Les arguments que je vais exposer valent pour l'amendement CL222 et pour les suivants, qu'ils visent à interdire la rétention des mineurs, à l'encadrer ou à limiter sa durée.
Sur un sujet aussi important, et plus complexe qu'il n'y paraît, je souhaite que nous travaillions tous ensemble, dans un esprit de responsabilité. Comme l'a dit le Président de la République devant le Congrès, à Versailles, il nous faut, sur ce sujet en particulier, légiférer sans émotion ni colère.
Quel est l'état actuel du droit ? Les familles en situation irrégulière sur notre territoire – y compris, le cas échéant, les mineurs – peuvent, à la différence des mineurs non accompagnés, être placées en rétention. Le projet de loi qui nous est soumis, il est important de le préciser, n'apporte aucune modification en la matière. Sous la précédente législature, la majorité de l'époque avait elle-même buté sur la question de la rétention des mineurs, puisqu'elle ne l'a pas interdite, en dépit de l'engagement pris par le précédent Président de la République. La commission des Lois avait même rejeté des amendements visant à limiter cette rétention, au motif qu'il fallait bien trouver une solution pour les familles en situation irrégulière.

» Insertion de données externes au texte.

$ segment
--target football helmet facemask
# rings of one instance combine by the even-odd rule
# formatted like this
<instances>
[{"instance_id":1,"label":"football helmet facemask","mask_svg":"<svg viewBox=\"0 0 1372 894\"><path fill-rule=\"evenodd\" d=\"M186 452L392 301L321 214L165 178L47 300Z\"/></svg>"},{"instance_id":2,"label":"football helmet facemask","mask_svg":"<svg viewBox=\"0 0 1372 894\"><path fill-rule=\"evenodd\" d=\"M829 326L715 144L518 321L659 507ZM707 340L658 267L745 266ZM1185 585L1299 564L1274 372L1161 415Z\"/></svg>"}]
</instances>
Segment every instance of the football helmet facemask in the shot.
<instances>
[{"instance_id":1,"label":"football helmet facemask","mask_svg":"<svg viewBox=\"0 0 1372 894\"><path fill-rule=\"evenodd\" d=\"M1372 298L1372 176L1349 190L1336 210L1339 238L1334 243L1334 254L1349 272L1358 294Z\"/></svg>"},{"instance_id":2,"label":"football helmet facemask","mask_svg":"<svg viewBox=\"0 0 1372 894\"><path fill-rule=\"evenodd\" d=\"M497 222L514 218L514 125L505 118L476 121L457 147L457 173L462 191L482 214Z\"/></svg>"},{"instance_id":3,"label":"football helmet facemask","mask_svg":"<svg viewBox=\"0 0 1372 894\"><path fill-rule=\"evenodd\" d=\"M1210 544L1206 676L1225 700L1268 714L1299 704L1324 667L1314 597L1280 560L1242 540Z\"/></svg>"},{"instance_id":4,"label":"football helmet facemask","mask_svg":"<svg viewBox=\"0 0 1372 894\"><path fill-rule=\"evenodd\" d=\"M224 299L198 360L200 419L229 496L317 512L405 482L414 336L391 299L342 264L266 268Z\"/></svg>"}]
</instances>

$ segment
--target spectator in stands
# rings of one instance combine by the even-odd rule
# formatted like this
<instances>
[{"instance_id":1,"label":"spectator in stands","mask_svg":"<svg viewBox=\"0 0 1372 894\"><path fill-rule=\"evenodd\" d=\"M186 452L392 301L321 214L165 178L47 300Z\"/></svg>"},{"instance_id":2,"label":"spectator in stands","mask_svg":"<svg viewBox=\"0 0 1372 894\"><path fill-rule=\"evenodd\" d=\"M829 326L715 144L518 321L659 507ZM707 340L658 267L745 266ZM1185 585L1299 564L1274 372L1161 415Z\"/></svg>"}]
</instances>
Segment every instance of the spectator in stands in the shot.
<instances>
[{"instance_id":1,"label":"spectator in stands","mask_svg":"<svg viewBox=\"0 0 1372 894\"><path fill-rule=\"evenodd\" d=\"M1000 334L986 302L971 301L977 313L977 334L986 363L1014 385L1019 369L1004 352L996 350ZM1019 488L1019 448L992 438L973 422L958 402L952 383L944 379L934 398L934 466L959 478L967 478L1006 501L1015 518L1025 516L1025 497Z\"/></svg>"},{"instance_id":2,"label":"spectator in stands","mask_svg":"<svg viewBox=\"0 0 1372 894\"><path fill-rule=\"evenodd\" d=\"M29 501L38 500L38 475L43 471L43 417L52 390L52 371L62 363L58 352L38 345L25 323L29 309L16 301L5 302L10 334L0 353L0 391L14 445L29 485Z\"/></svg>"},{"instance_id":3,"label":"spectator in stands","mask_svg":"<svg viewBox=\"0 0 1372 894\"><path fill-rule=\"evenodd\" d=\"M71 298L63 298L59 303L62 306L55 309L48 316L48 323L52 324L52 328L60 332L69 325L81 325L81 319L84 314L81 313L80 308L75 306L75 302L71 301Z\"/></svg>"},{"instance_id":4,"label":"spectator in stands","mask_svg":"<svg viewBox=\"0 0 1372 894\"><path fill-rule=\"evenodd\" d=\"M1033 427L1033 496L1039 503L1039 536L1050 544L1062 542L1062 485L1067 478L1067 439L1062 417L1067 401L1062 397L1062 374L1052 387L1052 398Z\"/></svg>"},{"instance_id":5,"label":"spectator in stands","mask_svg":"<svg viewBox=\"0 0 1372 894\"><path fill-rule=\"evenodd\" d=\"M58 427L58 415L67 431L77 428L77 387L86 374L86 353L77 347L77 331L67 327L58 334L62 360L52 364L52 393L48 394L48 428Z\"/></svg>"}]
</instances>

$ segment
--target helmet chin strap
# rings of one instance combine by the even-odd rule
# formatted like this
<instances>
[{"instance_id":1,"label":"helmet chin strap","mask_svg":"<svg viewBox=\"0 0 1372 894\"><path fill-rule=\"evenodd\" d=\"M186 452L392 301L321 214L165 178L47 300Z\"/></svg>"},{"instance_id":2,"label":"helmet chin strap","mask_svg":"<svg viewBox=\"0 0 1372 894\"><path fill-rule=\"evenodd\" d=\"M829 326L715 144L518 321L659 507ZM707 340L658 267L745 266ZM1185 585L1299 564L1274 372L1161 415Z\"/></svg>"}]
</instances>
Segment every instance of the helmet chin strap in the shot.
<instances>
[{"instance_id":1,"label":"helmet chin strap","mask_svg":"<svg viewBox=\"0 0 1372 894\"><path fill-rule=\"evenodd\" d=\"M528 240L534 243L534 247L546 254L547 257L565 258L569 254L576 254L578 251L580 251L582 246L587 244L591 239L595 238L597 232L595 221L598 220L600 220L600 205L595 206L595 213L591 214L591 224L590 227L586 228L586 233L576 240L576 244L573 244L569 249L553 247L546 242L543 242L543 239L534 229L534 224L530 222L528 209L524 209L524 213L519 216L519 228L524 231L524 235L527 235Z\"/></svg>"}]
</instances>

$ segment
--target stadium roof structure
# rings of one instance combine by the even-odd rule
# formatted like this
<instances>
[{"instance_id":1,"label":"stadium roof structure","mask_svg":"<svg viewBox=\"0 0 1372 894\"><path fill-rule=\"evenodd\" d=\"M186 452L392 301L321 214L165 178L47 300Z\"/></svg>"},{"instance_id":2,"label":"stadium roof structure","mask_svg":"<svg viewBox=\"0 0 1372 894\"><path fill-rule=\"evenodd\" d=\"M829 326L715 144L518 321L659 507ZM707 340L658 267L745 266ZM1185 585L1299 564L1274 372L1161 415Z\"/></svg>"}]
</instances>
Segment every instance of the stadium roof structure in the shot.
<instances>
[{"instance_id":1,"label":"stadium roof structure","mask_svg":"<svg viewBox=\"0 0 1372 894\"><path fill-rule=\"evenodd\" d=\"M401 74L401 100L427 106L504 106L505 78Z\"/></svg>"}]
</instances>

En première lecture, nous avons tous convenu que la rétention administrative des mineurs était parfaitement inhumaine et qu'il fallait remédier à cette situation. Toutefois, un certain nombre d'obstacles nous empêchent de trouver une solution dans l'immédiat. Je pense, tout d'abord, à la situation explosive qui prévaut à Mayotte – nous avons tous en mémoire les propos que notre collègue Ramlati Ali a tenus à ce sujet la semaine dernière –, où 4 500 mineurs se trouvent actuellement en rétention. Ensuite, faut-il renoncer à appliquer le code de l'entrée et du séjour des étrangers et du droit d'asile (CESEDA) et les règles relatives à l'éloignement aux familles qui se trouvent en situation irrégulière sur le territoire de la métropole, notamment lorsqu'elles font échec aux mesures d'éloignement, parce qu'elles sont accompagnées de mineurs ? Faut-il séparer leurs membres, en plaçant uniquement les adultes en centre de rétention ? C'est absolument impossible. Enfin, il existe un risque que les mineurs deviennent un enjeu pour les passeurs.
Actuellement, la durée moyenne de rétention des mineurs est de quinze heures, correspondant à la nuit qui précède la reconduite des familles à la frontière. Mais, dans un nombre infime de cas, notamment si une obstruction a fait échec aux mesures de reconduite, cette durée peut être plus longue.
En première lecture, nous avons pris acte de l'engagement de M. Gérard Collomb de rendre les conditions matérielles de la rétention beaucoup plus humaines, en faisant en sorte que des centres soient adaptés à la rétention des familles. Par ailleurs, il nous faut trouver de véritables solutions et définir un cadre juridique. Nous travaillons ainsi à améliorer l'efficacité de l'assignation à résidence, qui serait, sous la responsabilité des préfets, une solution beaucoup plus humaine pour l'éloignement des familles en situation irrégulière. Surtout, le groupe majoritaire – auquel se joindront, je l'espère, toutes les bonnes volontés – a pris l'engagement d'élaborer un cadre juridique viable pour limiter, voire interdire la rétention des mineurs et, plus largement, des personnes vulnérables. Mais, pour ce faire, nous devons prendre le temps de réaliser des auditions et une étude d'impact afin d'apporter une solution fiable et durable aux trois problèmes que j'ai mentionnés.
Pour ces raisons, j'émets un avis défavorable à l'amendement CL222 ainsi qu'à l'ensemble des amendements qui concernent la rétention des mineurs. Enfin, je vous proposerai également de supprimer la disposition adoptée par le Sénat, car il s'agit d'une fausse bonne idée.